When working at the senior engineer level, the focus is more on “getting tickets/projects done with little to no direction” and “being proactive in fixing tech debt or helping solve problems/bugs.”
However, once I became a principal, it became clear that by virtue of being one of a few, I now carried a larger impact on morale, culture, and carrying the definition of a good technical outcome. This pairing carries on for each peer level between IC and management up the org chart.
Are you a manager?
A few years ago I was where a lot of senior engineers (maybe more the women than the men) tend to be: at a fork in the road. Do I become a people manager or do I stay in a technical IC role and focus on solving technical problems?
Trick question! Once you reach a certain level, all problems are solved by people. There is no such thing as a purely technical problem. In fact, this is the level where one wishes more problems were code-based because we can make code do a lot of things, but making people do things is harder and influencing people to do what we want is harder still. This is what principal engineering is about.

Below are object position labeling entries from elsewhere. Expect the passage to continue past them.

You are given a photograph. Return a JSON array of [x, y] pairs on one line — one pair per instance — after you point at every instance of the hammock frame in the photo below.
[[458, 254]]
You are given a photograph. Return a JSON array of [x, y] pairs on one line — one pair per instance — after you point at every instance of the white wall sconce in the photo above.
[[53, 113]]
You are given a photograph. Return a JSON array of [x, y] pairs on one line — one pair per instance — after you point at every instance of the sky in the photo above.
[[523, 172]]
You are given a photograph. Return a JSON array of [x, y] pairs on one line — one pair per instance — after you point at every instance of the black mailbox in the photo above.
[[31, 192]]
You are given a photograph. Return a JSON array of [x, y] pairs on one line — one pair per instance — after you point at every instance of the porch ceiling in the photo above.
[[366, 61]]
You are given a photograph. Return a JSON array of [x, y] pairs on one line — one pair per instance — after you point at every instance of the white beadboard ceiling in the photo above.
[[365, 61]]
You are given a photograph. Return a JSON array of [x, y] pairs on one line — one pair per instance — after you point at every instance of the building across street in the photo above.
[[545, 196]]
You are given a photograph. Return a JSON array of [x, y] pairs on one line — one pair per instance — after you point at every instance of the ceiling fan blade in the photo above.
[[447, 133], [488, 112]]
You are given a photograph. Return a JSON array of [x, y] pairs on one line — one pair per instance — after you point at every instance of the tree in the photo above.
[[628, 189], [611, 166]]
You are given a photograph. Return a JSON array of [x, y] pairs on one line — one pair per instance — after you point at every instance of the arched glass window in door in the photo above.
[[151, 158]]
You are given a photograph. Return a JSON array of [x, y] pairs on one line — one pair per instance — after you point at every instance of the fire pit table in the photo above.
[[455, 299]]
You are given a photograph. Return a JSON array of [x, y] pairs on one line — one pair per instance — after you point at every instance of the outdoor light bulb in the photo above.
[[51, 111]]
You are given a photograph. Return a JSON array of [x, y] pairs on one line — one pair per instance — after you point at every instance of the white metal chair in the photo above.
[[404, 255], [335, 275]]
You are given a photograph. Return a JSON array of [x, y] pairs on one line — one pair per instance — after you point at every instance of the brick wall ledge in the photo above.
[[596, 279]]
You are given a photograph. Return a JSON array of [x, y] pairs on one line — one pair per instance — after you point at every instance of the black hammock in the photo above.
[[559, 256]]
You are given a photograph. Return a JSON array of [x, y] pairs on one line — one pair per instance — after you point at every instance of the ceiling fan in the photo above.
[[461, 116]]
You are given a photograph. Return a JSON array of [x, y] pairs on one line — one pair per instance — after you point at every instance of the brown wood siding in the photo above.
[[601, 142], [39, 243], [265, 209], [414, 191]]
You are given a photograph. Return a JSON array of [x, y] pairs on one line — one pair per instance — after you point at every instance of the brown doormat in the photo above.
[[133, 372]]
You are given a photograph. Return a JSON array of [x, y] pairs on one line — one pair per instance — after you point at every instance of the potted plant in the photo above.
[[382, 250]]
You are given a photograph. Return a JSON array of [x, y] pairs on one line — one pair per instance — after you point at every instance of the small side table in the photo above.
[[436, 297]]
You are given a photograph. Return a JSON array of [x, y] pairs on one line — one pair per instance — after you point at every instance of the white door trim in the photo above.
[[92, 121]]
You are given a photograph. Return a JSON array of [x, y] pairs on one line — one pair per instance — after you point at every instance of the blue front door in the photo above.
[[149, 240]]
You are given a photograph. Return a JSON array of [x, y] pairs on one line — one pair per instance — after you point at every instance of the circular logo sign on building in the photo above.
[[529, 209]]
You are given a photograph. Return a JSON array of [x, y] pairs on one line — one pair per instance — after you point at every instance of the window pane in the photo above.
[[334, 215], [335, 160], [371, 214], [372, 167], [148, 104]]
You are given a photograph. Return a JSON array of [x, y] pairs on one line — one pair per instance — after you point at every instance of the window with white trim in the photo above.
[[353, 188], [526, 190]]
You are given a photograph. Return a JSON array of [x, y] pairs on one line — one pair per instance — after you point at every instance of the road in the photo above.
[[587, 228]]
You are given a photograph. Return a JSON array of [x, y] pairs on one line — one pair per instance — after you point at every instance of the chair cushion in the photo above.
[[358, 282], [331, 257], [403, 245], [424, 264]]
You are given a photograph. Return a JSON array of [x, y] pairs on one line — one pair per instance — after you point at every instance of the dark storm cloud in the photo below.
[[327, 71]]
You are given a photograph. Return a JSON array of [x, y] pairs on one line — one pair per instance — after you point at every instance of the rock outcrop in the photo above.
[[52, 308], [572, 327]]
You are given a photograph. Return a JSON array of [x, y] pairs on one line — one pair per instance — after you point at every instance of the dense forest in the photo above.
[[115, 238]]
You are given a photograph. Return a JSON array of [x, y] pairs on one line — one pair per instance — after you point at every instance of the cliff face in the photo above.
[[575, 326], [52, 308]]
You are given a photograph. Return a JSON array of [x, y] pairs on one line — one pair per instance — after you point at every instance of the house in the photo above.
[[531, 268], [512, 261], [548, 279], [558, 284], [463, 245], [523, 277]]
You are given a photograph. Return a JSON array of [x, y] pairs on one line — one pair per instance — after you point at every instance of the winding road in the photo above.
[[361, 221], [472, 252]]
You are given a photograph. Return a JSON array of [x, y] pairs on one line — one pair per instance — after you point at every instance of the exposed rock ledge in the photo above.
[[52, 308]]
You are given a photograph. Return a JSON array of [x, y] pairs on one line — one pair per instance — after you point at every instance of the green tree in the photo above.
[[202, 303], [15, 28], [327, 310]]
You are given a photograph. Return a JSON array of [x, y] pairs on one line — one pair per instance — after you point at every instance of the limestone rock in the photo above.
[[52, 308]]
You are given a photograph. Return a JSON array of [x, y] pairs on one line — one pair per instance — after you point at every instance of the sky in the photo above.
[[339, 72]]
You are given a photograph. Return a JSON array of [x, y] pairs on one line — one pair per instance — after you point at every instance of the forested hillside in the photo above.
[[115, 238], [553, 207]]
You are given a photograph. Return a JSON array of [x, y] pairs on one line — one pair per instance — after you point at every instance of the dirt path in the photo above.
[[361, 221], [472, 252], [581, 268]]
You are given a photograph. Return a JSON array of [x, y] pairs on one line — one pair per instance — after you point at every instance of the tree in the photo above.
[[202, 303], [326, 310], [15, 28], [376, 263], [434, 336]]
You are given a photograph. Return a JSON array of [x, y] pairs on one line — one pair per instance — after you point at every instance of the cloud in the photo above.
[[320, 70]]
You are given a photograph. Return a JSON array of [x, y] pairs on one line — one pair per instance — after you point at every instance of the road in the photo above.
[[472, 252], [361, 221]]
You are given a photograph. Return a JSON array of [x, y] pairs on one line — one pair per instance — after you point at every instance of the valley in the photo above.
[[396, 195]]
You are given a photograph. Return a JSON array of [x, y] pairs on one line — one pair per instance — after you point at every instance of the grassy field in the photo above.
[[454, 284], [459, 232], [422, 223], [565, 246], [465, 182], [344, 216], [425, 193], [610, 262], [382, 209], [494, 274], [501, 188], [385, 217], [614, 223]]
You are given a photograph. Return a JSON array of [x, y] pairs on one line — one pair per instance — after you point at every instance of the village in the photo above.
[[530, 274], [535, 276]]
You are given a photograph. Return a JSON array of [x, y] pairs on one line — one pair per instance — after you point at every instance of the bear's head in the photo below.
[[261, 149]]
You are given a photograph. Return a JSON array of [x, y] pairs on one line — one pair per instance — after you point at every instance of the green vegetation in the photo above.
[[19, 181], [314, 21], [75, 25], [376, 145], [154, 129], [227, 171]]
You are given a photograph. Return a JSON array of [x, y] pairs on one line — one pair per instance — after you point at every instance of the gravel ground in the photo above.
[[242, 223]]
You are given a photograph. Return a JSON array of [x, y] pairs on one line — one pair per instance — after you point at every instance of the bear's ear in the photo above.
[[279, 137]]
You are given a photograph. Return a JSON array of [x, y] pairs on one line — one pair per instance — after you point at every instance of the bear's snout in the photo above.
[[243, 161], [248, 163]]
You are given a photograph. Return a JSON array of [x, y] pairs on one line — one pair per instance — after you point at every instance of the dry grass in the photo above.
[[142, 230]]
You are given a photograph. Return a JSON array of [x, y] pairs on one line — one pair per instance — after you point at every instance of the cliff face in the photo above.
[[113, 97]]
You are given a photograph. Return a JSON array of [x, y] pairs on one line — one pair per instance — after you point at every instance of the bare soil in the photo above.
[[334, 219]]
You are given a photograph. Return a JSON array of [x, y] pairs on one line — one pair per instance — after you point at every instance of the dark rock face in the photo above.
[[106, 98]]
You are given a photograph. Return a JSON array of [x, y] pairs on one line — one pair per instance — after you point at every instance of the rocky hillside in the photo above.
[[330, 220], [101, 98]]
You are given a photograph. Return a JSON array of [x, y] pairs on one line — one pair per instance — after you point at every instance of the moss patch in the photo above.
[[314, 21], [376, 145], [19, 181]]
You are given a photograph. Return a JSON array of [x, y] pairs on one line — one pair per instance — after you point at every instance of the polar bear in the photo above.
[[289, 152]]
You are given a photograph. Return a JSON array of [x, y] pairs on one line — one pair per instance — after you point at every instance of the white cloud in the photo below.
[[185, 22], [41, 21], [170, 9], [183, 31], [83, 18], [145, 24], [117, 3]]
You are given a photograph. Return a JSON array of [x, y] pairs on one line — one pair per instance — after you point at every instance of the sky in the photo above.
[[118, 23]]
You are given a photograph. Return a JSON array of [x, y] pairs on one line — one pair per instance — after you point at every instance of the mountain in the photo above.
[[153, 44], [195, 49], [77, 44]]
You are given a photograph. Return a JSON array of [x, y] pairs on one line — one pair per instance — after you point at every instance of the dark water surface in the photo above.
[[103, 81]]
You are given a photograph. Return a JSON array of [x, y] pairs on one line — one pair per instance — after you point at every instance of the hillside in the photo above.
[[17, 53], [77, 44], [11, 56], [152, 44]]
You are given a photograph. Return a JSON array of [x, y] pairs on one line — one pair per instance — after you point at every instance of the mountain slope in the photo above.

The role is far less about solving intricate technology problems (although there is that too) and more about being a good influence; convincing the rest of the technical team why a given business problem should be solved with one solution versus another. Of course, there is still a lot of problem-solving in motivating people, and we need to find the right message for each audience while still working towards the key business goals.
What about AI?
It is hard to address topics like this in the year of our lord 2026 without addressing the role of large language models (LLMs) and coding agents. For day to day ticket ICs we are already seeing the change in the job where engineers pair a program with an LLM of choice and ostensibly increase the velocity of their deliverable (the jury is out on this but that’s the hypothesis at least).
What does that mean for senior ICs who live in the land of tradeoffs and strategy and aren’t writing code and deploying it to production daily? So far, my opinion of LLMs as part of my job has evolved to “this is not too far off from when Kubernetes first came out or when even Chef and Puppet came out.” That means that this is yet another cycle of something that changes how we do things but not what the job is.
The outcomes we seek are the same. I very much recommend my peers to use these tools for tedious tasks such as “digging into piles of data” or “creating initial proof of concepts to test a thesis.”
If anything, the explosion of LLM use makes our role as senior technical leaders who ‘have seen some things’ even more important for setting the balance of innovation and safety in our organizations.

New York • September 15-16, 2026
Full LDX3 lineup is here 🙌
What’s next for principal engineers?
I have since moved up the IC ladder to architect and now senior architect. With that came also an expansion of my scope well beyond just data stores. I now have a wider lens to focus on all things reliability for my company.
I still firmly believe in the importance of this dedicated IC ladder the same way I did back in 2019 when I first wrote this. In fact, it has been a positive change to see this become more normalized and invested into.